Cross-Lingual Capitalization:

As I mentioned earlier, Arabic lacks capitalization and Arabic names are often common Arabic words. For example, the Arabic name “Hasan” means good. To capture cross-lingual capitalization, we used a machine translation phrase table that was built using large amounts of parallel Arabic-English text and where the case was not folded on the English side.  Then given an Arabic word, we would look up its English translation and observe the likelihood that the English translation is capitalized.

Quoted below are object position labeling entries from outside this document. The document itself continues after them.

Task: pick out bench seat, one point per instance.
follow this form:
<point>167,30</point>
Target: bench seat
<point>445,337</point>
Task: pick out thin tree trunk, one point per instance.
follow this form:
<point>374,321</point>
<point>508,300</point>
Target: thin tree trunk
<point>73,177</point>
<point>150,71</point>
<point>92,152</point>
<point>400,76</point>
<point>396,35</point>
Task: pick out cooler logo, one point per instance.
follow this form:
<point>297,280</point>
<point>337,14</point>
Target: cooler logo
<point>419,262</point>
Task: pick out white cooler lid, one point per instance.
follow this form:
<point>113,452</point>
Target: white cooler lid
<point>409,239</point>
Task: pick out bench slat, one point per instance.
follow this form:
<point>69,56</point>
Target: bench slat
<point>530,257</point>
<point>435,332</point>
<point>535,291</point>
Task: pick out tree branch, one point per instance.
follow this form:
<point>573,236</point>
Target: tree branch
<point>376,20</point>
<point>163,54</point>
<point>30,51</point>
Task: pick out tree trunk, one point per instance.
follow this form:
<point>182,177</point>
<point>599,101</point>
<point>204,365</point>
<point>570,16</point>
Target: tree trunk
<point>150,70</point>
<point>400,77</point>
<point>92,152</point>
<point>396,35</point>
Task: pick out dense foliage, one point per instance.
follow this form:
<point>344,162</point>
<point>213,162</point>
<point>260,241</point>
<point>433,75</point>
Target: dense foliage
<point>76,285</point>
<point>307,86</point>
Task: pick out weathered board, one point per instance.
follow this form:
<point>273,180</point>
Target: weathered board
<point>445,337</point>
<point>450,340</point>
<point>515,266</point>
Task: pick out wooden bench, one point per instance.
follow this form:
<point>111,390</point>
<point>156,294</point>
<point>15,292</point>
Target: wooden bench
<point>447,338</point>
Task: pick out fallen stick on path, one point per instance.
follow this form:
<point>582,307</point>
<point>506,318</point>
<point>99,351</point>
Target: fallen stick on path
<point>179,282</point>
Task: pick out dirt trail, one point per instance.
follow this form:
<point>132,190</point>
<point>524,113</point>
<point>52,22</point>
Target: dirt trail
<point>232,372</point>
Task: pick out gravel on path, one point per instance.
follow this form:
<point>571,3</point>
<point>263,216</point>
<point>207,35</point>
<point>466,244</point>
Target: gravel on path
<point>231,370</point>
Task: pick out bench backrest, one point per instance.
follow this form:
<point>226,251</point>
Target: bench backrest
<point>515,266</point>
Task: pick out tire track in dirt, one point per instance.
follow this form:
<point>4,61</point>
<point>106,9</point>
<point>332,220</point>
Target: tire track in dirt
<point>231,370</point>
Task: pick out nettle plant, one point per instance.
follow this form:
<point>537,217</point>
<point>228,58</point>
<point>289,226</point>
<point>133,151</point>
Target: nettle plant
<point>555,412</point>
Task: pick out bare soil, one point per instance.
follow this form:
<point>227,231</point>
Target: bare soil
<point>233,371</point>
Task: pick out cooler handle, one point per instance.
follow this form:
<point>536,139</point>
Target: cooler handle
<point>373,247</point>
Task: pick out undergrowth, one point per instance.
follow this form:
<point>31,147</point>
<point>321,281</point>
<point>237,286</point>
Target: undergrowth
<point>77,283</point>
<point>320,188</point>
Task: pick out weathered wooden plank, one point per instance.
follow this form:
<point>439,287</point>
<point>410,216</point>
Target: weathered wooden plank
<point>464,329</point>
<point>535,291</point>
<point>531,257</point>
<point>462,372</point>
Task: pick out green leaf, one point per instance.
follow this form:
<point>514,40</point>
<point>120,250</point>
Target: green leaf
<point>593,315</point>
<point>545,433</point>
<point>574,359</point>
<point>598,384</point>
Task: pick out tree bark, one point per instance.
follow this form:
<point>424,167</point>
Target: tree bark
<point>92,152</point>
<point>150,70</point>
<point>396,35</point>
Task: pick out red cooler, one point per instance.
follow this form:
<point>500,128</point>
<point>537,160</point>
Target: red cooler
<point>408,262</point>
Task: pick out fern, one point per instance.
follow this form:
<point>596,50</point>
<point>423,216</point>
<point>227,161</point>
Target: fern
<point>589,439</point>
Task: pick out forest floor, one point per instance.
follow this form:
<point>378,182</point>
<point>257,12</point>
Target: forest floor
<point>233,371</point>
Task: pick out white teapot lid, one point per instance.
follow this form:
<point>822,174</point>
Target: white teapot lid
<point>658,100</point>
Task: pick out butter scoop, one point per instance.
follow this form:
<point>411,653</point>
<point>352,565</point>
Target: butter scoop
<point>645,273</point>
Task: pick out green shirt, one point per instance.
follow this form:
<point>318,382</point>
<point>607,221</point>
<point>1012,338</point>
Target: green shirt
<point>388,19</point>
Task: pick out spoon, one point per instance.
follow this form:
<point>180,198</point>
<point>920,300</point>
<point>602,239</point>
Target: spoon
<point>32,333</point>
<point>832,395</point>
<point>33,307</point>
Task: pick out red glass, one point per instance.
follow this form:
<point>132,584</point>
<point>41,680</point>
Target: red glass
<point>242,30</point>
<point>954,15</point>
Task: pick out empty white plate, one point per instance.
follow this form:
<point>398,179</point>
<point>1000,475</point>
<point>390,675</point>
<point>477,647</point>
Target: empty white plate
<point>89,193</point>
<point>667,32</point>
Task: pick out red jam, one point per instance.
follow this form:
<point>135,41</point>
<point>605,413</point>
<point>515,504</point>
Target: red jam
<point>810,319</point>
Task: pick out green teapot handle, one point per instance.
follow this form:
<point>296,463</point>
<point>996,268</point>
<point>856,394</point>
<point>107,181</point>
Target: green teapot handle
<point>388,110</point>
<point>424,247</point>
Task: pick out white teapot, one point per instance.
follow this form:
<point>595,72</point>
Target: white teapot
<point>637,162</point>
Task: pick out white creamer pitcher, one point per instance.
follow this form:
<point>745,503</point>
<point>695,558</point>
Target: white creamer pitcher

Cross-Lingual Transliteration:

Many named entities, particularly persons and locations, are often transliterated.  We would lookup the translations of Arabic words in the aforementioned phrase table and then we determined using an in-house transliteration miner whether the English and Arabic translations are also transliterations or not.  If they are, then we used the transliteration probability as a feature.

Using Domain Adaptation:

Aside from tagging microblog text with named entities, we mixed tagged news texts with tagged microblog text to make use of the large news training data.

Semi-Supervised Training:

Basically, we used our best NER system to tag a large corpus of microblogs. Our intuition was that if we automatically tag a large set of tweets, then a NE may be tagged correctly multiple times. Then, automatically identified NE’s can then be used as a “new gazetteer.”

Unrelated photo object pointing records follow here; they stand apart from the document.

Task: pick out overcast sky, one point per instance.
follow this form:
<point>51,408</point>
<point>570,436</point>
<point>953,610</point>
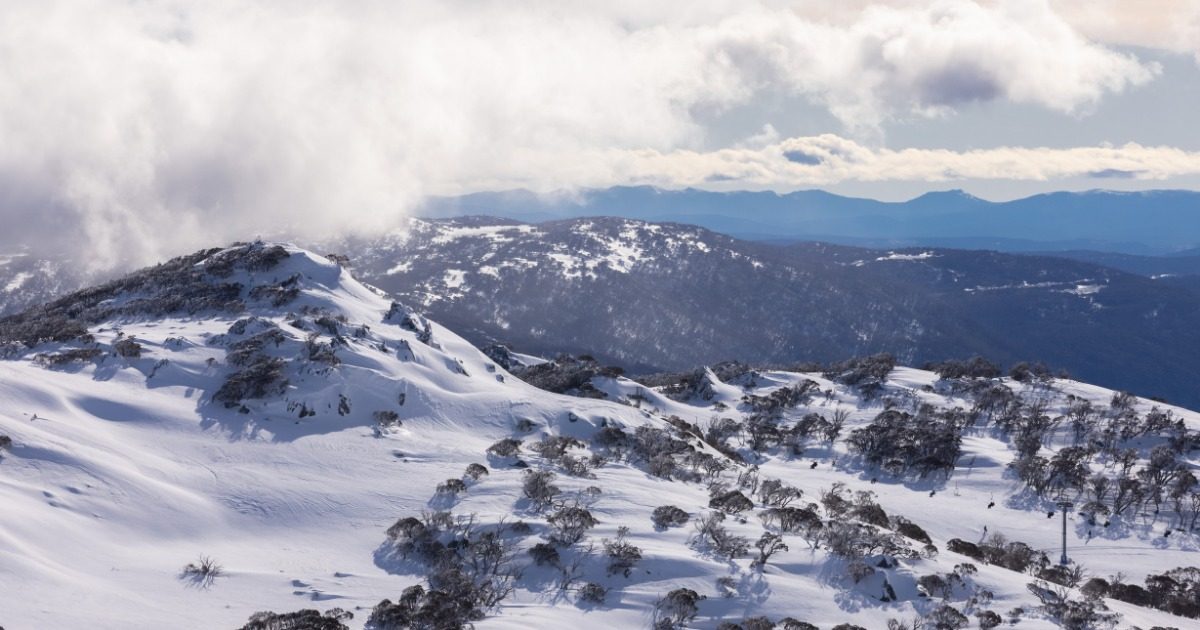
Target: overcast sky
<point>133,129</point>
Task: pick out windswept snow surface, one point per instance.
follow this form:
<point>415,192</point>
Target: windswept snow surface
<point>124,469</point>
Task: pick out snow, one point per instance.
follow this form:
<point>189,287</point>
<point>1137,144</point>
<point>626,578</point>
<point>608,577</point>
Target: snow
<point>893,256</point>
<point>1085,289</point>
<point>496,233</point>
<point>17,281</point>
<point>123,471</point>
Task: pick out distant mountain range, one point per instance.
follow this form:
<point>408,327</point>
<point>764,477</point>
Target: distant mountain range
<point>249,437</point>
<point>655,297</point>
<point>1128,222</point>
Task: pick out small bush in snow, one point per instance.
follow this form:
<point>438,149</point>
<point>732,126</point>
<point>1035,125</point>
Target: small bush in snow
<point>669,516</point>
<point>775,493</point>
<point>910,529</point>
<point>622,555</point>
<point>768,545</point>
<point>305,619</point>
<point>203,571</point>
<point>570,523</point>
<point>712,534</point>
<point>757,623</point>
<point>388,419</point>
<point>451,487</point>
<point>544,555</point>
<point>988,619</point>
<point>475,471</point>
<point>505,448</point>
<point>732,502</point>
<point>539,487</point>
<point>676,609</point>
<point>593,593</point>
<point>129,348</point>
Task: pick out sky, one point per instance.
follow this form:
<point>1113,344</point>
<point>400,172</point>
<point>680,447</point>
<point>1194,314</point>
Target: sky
<point>132,130</point>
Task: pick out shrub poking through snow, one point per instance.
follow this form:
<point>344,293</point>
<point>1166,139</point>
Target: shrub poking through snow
<point>669,516</point>
<point>593,593</point>
<point>676,609</point>
<point>539,487</point>
<point>622,555</point>
<point>475,472</point>
<point>305,619</point>
<point>202,573</point>
<point>544,555</point>
<point>451,487</point>
<point>129,348</point>
<point>570,525</point>
<point>387,419</point>
<point>505,448</point>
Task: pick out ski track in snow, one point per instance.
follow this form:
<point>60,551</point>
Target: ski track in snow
<point>123,479</point>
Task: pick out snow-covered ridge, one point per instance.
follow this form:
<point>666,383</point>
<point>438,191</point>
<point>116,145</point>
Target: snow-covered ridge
<point>261,406</point>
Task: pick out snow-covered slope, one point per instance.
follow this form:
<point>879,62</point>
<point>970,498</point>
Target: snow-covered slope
<point>261,407</point>
<point>652,297</point>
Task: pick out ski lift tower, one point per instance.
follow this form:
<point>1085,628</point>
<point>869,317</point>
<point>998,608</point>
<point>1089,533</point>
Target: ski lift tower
<point>1065,507</point>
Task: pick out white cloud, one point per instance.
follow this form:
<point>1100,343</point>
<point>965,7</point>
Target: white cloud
<point>131,130</point>
<point>828,160</point>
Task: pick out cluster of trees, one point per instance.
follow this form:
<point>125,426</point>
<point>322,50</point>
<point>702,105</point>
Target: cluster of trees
<point>903,443</point>
<point>280,293</point>
<point>187,285</point>
<point>1140,479</point>
<point>303,619</point>
<point>568,375</point>
<point>865,373</point>
<point>1176,592</point>
<point>469,569</point>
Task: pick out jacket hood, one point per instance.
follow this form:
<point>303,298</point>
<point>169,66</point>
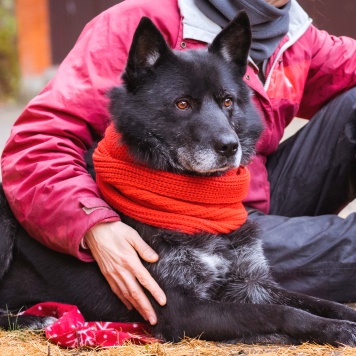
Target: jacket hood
<point>199,27</point>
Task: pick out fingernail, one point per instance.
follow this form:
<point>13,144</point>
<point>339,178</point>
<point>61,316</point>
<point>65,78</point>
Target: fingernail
<point>162,301</point>
<point>152,320</point>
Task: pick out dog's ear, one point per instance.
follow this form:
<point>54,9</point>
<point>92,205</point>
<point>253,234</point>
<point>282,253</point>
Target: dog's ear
<point>234,41</point>
<point>147,50</point>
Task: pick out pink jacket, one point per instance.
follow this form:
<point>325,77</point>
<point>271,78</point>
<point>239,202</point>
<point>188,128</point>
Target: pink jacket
<point>44,174</point>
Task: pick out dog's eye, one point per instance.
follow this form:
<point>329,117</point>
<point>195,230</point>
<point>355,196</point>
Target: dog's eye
<point>227,102</point>
<point>182,104</point>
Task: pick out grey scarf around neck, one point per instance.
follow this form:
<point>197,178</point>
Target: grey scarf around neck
<point>269,23</point>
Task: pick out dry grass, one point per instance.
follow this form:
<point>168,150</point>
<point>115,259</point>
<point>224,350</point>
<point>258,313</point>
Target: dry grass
<point>18,343</point>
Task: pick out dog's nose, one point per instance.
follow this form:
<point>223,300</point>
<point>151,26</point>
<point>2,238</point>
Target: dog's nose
<point>227,145</point>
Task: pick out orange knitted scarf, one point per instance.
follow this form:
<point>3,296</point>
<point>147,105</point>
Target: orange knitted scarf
<point>180,202</point>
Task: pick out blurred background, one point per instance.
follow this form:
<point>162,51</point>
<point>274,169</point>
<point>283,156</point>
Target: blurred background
<point>36,35</point>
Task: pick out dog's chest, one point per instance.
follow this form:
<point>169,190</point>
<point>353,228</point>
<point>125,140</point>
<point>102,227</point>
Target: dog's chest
<point>213,267</point>
<point>202,270</point>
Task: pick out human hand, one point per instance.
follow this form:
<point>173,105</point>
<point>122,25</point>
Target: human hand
<point>277,3</point>
<point>115,246</point>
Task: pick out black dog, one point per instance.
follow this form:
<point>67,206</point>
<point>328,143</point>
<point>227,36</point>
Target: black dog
<point>189,113</point>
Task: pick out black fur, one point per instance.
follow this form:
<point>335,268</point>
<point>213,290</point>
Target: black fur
<point>218,287</point>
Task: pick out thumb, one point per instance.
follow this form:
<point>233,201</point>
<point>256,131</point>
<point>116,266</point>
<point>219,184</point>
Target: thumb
<point>144,250</point>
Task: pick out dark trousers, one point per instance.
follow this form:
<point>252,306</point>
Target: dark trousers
<point>313,176</point>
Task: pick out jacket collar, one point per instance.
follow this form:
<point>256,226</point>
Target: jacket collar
<point>198,27</point>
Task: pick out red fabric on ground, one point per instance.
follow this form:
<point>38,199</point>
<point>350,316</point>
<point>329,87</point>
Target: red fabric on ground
<point>71,330</point>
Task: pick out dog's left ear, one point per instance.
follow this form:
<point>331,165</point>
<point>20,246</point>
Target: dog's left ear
<point>147,49</point>
<point>234,41</point>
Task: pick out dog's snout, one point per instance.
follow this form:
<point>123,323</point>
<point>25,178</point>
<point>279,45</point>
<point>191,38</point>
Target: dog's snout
<point>227,145</point>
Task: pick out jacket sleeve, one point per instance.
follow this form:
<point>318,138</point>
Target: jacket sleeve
<point>332,69</point>
<point>44,174</point>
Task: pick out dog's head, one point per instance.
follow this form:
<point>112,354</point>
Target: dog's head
<point>187,111</point>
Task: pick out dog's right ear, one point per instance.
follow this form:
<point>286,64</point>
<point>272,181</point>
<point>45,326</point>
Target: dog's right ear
<point>147,50</point>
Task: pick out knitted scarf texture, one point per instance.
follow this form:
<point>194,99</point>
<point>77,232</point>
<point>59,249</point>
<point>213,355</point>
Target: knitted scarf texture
<point>269,23</point>
<point>179,202</point>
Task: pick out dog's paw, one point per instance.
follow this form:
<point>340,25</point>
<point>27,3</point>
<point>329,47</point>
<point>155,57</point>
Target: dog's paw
<point>341,333</point>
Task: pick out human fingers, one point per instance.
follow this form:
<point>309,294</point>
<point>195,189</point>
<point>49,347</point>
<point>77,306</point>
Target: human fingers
<point>141,273</point>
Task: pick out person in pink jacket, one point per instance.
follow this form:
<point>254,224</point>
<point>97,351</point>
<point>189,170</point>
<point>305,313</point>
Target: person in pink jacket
<point>297,188</point>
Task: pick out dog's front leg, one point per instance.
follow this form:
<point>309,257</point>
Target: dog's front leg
<point>186,315</point>
<point>317,306</point>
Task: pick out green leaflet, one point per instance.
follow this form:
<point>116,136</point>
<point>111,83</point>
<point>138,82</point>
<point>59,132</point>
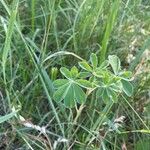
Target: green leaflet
<point>60,82</point>
<point>80,96</point>
<point>69,99</point>
<point>115,63</point>
<point>127,87</point>
<point>94,60</point>
<point>61,93</point>
<point>66,72</point>
<point>7,117</point>
<point>84,65</point>
<point>84,83</point>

How Good is our NER System

The QCRI NER system is considered state-of-the-art for Arabic microblogs.  Table 1 reports on the evaluation results for the NER system.  We performed the evaluation on a set of 1,423 tweets containing nearly 26k tokens. The tweets were randomly selected from the period of Nov. 23-27, 2011.

Table 1. NER results

Type Precision Recall F-measure
LOC 83.6 70.8 76.7
ORG 76.4 43.7 55.6
PERS 67.1 47.8 55.8
Overall 76.8 56.6 65.2

 

Obtaining and Citing our NER System

The system is a part of the Farasa Arabic processing toolkit and is available under research license from: http://qatsdemo.cloudapp.net/farasa/ .  It is written entirely in Java and can be invoked as a stand-alone executable or through API.  Usage example are available in: http://qatsdemo.cloudapp.net/farasa/usage.html .

For a detailed description of the system, please refer to the following two papers:

Kareem Darwish. 2013. Named Entity Recognition using Cross-lingual Resources: Arabic as an Example. ACL-2013.

Kareem Darwish, Wei Gao. 2014. Simple Effective Microblog Named Entity Recognition: Arabic as an Example. LREC-2014.